Migrant workers had sent over $9.08 billion in remittances to the country in the first seven months of the fiscal year, according to data from Bangladesh Bank. The amount over the same period in fiscal 2017-18 was $8.31 billion.
Ahsan H Mansur, executive director of Policy Research Institute, suggested devaluing the taka’s exchange rate with the dollar further to increase the effect of remittances.
Many countries, including India, China and Vietnam, have extensively devalued their currency against the dollar, he said, but Bangladesh has done comparatively little.
The researcher said the dollar’s exchange rate had increased 7.0 per cent against the rupee in the past six months, but the value of the dollar against the taka had increased only 0.18 per cent.
“We believe the exchange rate should be ‘set’ at Tk 85 to a dollar soon to increase export earnings and the value of remittance inflows.”
The inter-bank money market set the price of the dollar at Tk 83.96, but dollars were being sold as high as Tk 85, he said.
“In our opinion, the central bank should raise the inter-bank money market price for the dollar at Tk 85.”
The rise in remittances has also improved Bangladesh’s foreign reserves.
On Sunday, Bangladesh’s foreign reserves stood at $31.39 billion.
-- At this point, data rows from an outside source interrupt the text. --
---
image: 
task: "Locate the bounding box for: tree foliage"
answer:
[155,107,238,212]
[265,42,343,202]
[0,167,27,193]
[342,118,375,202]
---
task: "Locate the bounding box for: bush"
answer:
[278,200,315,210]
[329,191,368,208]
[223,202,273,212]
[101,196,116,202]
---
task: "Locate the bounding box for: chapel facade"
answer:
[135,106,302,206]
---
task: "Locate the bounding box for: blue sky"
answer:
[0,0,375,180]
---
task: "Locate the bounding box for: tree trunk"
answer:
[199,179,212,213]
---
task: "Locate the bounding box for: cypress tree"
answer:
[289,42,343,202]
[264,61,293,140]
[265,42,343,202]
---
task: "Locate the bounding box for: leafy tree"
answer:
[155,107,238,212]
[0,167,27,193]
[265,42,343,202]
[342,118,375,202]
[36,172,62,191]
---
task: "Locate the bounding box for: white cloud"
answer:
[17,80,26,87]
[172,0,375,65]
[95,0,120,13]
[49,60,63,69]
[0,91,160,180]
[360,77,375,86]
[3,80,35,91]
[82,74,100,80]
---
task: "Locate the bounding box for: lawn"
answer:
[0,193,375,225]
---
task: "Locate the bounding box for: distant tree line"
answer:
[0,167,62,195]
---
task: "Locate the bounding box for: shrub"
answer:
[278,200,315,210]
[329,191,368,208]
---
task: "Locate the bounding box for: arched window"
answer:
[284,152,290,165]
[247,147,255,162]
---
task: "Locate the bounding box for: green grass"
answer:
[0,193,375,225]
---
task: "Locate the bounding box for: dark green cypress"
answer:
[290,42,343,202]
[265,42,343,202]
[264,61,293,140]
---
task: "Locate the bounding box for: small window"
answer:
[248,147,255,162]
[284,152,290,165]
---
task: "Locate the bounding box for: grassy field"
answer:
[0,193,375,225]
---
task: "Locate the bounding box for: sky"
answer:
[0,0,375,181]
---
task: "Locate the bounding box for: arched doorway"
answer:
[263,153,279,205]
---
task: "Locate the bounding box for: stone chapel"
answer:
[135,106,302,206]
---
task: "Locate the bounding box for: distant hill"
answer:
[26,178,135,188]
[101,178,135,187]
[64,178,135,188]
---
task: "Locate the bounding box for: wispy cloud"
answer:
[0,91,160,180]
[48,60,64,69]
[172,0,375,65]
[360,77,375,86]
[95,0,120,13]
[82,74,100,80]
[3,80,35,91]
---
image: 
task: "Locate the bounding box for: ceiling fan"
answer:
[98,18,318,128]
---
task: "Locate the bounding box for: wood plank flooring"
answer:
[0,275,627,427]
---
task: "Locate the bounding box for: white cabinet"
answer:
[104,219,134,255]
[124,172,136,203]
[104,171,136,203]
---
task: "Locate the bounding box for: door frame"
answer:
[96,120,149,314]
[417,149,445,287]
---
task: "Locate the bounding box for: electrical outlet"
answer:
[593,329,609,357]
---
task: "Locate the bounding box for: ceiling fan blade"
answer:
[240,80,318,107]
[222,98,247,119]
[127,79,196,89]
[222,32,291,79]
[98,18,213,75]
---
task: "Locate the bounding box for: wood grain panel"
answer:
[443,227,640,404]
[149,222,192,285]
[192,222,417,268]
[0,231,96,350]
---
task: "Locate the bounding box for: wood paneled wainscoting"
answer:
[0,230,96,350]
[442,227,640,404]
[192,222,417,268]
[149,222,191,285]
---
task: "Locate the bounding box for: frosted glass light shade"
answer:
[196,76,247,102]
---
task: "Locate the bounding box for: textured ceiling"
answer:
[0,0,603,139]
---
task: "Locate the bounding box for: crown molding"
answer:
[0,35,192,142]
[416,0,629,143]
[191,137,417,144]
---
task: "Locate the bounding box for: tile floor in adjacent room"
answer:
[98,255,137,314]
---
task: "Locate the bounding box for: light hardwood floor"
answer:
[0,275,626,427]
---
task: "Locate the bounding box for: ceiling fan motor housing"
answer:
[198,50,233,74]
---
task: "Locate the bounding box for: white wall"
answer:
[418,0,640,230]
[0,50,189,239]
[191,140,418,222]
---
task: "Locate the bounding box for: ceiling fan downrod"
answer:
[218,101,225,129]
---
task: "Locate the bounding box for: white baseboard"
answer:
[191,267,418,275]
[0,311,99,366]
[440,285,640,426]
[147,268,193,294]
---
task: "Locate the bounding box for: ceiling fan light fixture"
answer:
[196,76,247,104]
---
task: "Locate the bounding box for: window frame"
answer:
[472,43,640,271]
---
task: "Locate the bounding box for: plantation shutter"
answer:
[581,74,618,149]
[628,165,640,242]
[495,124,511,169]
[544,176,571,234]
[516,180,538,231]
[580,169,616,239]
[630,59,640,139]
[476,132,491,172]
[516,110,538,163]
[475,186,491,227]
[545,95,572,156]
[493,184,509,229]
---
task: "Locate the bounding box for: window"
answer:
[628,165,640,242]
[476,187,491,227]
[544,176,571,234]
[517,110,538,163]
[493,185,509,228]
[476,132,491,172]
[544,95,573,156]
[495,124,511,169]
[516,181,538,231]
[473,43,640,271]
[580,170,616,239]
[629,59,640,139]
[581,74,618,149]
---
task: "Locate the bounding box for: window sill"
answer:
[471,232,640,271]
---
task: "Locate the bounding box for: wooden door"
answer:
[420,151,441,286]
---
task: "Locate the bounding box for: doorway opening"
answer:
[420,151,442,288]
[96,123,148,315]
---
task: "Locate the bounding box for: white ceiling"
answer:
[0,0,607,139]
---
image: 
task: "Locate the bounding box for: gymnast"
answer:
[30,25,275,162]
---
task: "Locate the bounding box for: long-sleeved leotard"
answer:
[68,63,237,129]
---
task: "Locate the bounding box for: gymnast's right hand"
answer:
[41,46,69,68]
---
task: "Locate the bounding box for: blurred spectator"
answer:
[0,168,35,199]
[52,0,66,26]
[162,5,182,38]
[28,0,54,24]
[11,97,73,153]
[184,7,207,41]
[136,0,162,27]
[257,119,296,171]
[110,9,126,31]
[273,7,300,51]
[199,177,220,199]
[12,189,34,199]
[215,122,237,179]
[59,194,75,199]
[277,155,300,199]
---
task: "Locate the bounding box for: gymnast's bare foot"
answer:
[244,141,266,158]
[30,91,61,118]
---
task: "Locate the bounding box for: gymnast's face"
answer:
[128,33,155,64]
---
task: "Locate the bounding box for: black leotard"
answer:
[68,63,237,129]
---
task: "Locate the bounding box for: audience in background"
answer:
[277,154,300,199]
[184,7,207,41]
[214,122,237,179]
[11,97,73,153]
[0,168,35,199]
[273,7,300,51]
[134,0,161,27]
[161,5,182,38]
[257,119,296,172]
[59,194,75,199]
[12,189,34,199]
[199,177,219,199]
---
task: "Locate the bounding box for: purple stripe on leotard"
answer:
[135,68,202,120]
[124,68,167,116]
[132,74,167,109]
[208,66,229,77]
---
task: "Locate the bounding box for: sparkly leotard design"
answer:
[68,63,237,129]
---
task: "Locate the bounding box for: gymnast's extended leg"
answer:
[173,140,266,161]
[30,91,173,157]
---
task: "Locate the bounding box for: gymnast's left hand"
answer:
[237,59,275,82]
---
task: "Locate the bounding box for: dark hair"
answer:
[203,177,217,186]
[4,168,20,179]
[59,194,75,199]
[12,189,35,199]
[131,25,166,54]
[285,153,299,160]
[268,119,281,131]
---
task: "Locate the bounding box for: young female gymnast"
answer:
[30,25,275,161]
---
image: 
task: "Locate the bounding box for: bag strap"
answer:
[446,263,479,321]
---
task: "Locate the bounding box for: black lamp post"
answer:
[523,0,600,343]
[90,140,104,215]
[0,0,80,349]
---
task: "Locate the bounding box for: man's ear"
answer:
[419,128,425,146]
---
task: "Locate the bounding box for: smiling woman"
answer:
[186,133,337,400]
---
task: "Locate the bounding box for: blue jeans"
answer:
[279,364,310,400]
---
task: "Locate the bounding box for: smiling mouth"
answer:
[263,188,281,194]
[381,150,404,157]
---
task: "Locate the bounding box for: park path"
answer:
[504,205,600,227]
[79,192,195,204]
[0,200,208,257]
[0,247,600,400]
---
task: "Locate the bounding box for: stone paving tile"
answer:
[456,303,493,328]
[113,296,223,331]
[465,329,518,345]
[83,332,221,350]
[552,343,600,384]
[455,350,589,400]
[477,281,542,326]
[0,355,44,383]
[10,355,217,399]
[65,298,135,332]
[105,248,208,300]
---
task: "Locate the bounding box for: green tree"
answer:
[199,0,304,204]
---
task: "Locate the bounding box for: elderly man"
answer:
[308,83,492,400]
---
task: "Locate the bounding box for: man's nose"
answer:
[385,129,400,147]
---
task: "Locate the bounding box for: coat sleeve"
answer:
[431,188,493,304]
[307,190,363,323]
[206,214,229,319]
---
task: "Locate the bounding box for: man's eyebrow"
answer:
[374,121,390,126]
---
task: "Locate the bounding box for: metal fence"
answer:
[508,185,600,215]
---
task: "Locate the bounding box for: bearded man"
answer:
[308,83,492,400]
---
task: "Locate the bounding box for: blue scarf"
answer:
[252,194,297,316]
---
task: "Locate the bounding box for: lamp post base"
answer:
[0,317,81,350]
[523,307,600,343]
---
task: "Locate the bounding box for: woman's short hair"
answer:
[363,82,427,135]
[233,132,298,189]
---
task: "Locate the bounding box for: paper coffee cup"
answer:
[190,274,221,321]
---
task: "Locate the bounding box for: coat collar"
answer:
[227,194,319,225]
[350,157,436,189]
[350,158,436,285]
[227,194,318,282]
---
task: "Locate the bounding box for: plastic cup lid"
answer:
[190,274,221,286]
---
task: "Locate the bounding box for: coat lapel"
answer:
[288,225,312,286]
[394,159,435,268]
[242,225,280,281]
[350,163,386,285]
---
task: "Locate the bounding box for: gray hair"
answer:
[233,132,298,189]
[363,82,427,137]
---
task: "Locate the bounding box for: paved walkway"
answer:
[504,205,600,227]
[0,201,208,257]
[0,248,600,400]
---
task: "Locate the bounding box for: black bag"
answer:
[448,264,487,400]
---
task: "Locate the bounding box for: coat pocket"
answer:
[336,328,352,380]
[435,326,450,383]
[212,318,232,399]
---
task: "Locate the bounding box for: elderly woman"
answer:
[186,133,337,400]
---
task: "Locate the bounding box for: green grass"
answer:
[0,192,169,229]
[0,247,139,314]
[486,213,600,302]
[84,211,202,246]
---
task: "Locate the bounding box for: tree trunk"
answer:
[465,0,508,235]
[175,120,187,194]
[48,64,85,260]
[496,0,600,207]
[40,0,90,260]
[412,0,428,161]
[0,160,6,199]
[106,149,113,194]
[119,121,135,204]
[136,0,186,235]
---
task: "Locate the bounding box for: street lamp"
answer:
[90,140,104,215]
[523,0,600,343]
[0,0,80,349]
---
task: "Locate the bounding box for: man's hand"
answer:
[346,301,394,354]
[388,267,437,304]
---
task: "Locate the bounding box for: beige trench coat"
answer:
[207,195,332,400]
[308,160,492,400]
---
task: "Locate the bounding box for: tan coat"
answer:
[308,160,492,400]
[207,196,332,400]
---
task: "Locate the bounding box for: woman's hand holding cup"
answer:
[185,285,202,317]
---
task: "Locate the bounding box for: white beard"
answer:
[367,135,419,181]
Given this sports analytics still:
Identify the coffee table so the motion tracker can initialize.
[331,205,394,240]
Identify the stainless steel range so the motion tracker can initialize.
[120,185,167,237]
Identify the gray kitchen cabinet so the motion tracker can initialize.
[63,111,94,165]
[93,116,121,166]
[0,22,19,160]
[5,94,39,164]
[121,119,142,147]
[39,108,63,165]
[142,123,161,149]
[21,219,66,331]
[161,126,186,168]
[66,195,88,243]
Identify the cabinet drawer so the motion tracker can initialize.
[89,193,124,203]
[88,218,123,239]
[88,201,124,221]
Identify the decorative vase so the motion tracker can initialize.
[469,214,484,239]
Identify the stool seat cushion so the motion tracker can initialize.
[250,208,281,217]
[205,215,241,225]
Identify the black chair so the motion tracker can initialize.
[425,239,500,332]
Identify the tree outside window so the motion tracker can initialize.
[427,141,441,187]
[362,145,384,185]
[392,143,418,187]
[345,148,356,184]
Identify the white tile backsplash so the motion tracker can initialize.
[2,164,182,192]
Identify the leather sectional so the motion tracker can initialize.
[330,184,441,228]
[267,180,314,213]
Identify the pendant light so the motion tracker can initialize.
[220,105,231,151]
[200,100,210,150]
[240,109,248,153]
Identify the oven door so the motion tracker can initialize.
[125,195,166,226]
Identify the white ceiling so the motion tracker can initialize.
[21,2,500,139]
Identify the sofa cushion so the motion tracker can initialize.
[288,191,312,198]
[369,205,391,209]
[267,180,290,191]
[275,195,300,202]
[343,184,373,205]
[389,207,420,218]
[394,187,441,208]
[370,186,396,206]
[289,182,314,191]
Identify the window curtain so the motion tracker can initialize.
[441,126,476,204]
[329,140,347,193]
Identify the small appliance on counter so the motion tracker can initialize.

The amount has not dipped below $31 billion since 2016, reports bdnews24.com.
Mansur believes the trend of strong remittance inflows will continue this year because of the hardening of the dollar against the taka and various initiatives by the government to tamp down illegal transfer.
But he says it is unlikely that remittance flows will increase by 17 per cent again. The inflows may rise by about 8.0 per cent, he said.